A research team led by specialists at A*STAR’s Genome Institute of Singapore (GIS) is attempting to learn more about lung cancer, approaches to counteract and treat it, and how to give the best care to those diagnosed with the condition.
The team recently discovered a group of small RNA molecules, called oncomiRs, which are involved in the development of lung cancer and that may help researchers better understand treatment resistance and offer new therapeutic approaches.
The findings were published in the journal Nature Communications in an article titled “Tumour-initiating cell-specific miR-1246 and miR-1290 expression converge to promote non-small cell lung cancer progression.”
One of the major reasons for disease relapse in patients with lung cancer is the presence of rare cancer stem cells inside tumors that are resistant to therapies. The primary drivers of these cancer stem cells are oncomiRs. Therefore, therapies that are able to block the action of oncomiRs could represent a new way to ultimately eliminate cancer stem cells.
Researchers found that two RNA molecules in particular, miR-1246 and miR-1290, were critical drivers for cancer development and disease progression in human non-small cell lung cancer (NSCLC).
They used locked nucleic acid (LNA), a new class of therapeutic agents which can counteract oncomiRs in cancer stem cells. The team found that LNA could successfully obliterate the growth of human lung tumors in mouse models.
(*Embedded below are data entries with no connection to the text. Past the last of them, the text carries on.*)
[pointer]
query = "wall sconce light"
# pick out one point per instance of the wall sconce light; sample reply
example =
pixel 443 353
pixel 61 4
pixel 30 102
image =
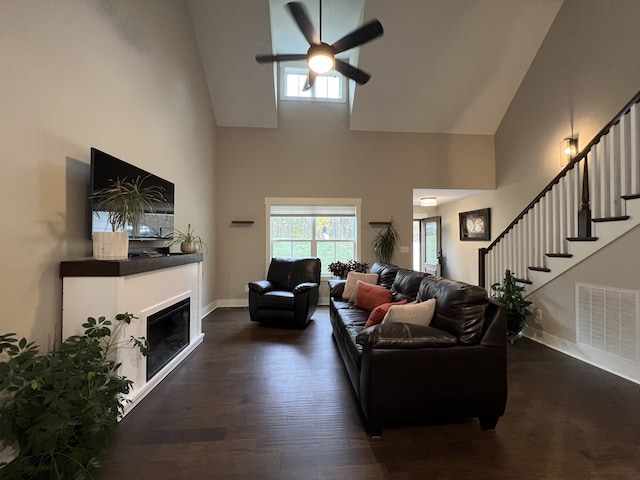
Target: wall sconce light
pixel 428 201
pixel 568 150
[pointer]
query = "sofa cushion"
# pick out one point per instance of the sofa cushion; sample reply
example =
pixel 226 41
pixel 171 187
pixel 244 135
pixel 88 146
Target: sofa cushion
pixel 378 313
pixel 416 313
pixel 460 308
pixel 405 335
pixel 369 296
pixel 336 288
pixel 386 273
pixel 406 284
pixel 352 280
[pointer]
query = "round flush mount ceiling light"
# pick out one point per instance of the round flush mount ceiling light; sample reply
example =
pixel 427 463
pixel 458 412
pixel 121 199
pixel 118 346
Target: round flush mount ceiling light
pixel 428 201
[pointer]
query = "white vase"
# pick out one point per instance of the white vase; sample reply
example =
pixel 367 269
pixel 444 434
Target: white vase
pixel 110 245
pixel 189 247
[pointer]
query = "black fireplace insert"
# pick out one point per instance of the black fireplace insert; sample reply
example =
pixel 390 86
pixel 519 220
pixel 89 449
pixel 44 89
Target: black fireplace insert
pixel 167 335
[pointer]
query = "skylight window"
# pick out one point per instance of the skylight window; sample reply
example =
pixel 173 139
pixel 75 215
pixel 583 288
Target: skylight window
pixel 328 87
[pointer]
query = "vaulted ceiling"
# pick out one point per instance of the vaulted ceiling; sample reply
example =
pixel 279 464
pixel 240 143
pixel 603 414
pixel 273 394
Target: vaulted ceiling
pixel 442 66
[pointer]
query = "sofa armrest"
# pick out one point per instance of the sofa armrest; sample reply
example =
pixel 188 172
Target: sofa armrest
pixel 304 287
pixel 261 286
pixel 404 335
pixel 336 288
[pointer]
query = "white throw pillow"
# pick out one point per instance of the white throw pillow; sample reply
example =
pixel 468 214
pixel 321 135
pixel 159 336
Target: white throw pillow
pixel 352 279
pixel 416 313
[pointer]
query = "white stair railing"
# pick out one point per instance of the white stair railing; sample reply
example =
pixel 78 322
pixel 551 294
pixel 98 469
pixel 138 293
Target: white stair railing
pixel 611 164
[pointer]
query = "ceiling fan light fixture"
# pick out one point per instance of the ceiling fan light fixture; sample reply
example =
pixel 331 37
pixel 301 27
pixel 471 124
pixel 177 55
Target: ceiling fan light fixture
pixel 320 58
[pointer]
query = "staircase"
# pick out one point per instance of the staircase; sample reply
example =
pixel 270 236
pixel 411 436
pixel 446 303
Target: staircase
pixel 591 202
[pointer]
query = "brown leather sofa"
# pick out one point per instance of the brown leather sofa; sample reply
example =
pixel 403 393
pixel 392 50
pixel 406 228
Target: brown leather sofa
pixel 402 373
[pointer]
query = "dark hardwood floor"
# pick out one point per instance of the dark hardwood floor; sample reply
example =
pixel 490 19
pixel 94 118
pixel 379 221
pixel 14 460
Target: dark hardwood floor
pixel 264 403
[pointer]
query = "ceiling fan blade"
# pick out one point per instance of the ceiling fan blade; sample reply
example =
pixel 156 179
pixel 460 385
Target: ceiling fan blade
pixel 287 57
pixel 352 72
pixel 361 35
pixel 301 17
pixel 311 79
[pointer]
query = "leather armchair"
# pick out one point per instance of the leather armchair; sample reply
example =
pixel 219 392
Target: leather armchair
pixel 289 295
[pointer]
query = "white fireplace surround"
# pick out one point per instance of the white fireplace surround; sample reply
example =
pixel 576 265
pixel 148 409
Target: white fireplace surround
pixel 142 294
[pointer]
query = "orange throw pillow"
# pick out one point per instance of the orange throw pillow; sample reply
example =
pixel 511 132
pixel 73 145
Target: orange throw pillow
pixel 378 313
pixel 370 296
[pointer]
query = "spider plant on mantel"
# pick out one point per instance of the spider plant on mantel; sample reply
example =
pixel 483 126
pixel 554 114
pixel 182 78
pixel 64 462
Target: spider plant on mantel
pixel 189 241
pixel 126 202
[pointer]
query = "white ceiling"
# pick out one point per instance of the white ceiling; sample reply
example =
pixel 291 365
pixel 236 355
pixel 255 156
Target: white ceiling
pixel 442 66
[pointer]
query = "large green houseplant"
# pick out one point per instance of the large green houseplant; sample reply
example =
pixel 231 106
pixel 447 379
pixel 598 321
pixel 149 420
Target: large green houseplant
pixel 513 297
pixel 125 202
pixel 386 241
pixel 60 408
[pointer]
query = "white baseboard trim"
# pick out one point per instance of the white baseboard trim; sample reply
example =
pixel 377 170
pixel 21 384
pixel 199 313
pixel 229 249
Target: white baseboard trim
pixel 605 361
pixel 207 309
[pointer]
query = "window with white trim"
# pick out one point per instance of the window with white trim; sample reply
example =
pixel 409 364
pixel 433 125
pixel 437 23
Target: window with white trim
pixel 328 87
pixel 323 228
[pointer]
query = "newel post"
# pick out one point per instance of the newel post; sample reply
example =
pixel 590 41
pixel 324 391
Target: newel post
pixel 584 214
pixel 482 254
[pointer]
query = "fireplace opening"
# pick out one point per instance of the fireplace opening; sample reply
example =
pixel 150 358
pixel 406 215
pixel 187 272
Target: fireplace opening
pixel 167 335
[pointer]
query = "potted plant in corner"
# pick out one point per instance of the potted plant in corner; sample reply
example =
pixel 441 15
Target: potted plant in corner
pixel 512 296
pixel 125 202
pixel 385 242
pixel 189 241
pixel 59 409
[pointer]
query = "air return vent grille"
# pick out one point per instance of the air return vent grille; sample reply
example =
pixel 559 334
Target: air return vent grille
pixel 607 319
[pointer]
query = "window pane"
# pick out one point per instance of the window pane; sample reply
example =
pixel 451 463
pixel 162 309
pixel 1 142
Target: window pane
pixel 301 249
pixel 338 228
pixel 282 249
pixel 333 87
pixel 329 238
pixel 321 87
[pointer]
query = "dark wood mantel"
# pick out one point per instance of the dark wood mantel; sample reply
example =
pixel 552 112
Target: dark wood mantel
pixel 90 267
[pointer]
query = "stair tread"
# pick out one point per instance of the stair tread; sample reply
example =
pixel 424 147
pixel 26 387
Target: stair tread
pixel 611 219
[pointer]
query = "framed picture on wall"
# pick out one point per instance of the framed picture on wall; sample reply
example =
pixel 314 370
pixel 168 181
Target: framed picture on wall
pixel 475 225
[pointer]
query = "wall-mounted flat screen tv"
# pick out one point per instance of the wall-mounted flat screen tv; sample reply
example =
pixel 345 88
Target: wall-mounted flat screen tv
pixel 157 224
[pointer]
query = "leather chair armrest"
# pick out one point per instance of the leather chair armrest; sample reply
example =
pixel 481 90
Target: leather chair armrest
pixel 336 288
pixel 404 335
pixel 261 286
pixel 304 287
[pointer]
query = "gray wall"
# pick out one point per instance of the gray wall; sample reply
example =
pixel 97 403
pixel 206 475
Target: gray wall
pixel 313 154
pixel 586 70
pixel 124 77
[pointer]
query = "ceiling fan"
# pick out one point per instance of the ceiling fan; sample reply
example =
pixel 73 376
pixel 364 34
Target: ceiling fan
pixel 321 57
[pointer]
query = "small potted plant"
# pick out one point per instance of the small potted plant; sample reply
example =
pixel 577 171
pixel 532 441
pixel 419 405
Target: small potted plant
pixel 188 240
pixel 512 296
pixel 385 242
pixel 125 202
pixel 342 269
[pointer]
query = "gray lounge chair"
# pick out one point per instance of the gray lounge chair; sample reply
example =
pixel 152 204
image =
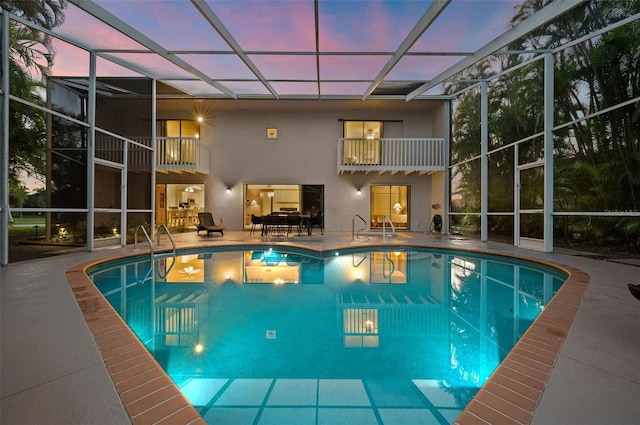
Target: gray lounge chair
pixel 205 222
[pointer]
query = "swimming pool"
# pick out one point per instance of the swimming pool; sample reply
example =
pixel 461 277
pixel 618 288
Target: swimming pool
pixel 274 335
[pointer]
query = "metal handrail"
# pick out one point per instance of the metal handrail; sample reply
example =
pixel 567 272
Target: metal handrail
pixel 173 243
pixel 384 268
pixel 353 226
pixel 166 230
pixel 146 235
pixel 384 227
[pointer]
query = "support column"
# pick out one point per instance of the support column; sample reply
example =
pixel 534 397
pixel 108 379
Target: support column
pixel 447 169
pixel 4 154
pixel 153 156
pixel 484 162
pixel 548 151
pixel 91 150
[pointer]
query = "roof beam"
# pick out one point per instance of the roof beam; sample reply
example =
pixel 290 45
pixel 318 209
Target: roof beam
pixel 542 17
pixel 421 26
pixel 92 8
pixel 217 24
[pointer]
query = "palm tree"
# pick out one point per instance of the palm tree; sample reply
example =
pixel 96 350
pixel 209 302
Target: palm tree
pixel 30 58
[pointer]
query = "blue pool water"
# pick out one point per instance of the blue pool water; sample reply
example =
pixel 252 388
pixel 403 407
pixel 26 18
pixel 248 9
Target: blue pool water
pixel 261 335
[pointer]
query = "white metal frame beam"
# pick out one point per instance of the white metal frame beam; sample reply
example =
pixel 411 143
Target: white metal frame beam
pixel 111 20
pixel 543 16
pixel 425 21
pixel 217 24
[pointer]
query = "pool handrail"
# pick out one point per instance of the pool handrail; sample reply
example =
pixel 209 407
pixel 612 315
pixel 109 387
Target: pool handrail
pixel 166 230
pixel 146 235
pixel 355 235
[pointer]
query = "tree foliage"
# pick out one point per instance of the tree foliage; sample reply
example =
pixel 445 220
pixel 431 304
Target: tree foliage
pixel 30 58
pixel 597 160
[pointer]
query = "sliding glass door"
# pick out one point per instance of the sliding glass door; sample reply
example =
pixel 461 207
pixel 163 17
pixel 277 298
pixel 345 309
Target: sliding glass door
pixel 391 201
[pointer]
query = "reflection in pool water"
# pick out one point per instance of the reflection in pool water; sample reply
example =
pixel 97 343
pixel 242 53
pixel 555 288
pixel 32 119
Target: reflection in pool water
pixel 385 335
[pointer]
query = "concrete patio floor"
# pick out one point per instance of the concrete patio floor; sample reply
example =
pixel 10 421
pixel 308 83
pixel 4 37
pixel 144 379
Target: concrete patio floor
pixel 53 373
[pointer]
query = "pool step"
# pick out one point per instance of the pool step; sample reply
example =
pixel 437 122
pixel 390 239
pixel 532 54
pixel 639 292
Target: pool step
pixel 386 299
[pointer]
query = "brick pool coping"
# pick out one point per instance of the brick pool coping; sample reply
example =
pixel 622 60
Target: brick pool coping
pixel 509 396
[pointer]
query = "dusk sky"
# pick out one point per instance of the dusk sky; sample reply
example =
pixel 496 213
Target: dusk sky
pixel 279 39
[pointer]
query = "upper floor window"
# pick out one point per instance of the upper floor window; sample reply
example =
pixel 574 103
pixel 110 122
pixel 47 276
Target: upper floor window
pixel 179 128
pixel 363 144
pixel 363 130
Based on their findings, the team is now planning to collaborate with pharmaceutical companies to develop an appropriate drug that can be used in humans.
Researchers also discovered it was possible to detect miR-1246 and miR-1290 in the blood of patients through liquid biopsies, a method that is less invasive and less time-consuming than tissue biopsies.
In addition, the levels of these oncomiRs in the blood were found to be indicative of how well a patient would respond to conventional therapies or succumb to the disease. This finding suggested that screening oncomiR levels in real-time in the blood of patients receiving standard-of-care treatment, could allow the monitoring of the patient’s response and potentially predict any metastasis or recurrence.
“We are interested in developing this detection method into a companion diagnostic that can improve disease tracking and provide real-time information on tumor progression,” Dr. Tam Wai Leong, the study’s co-lead author and senior research scientist of cancer therapeutics and stratified oncology at GIS, said in a press release.
“In addition, we hope to be able to overcome the clinical problem of tumors which develop resistance to therapy by understanding the key drivers of lung cancer, so as to develop new ways to improve the durability of patient response and improve health outcomes,” Tam added.
“Targeting the most recalcitrant cells in a tumor allows us to attack the root cause of cancer,” said Prof. Ng Huck Hui, executive director of GIS. “It is crucial to understand the way diseases like cancer progress. This will enable scientists and oncologists to improve patient stratification, and to develop therapeutic methods that are targeted, precise, and can reach tumors in the quickest time possible.”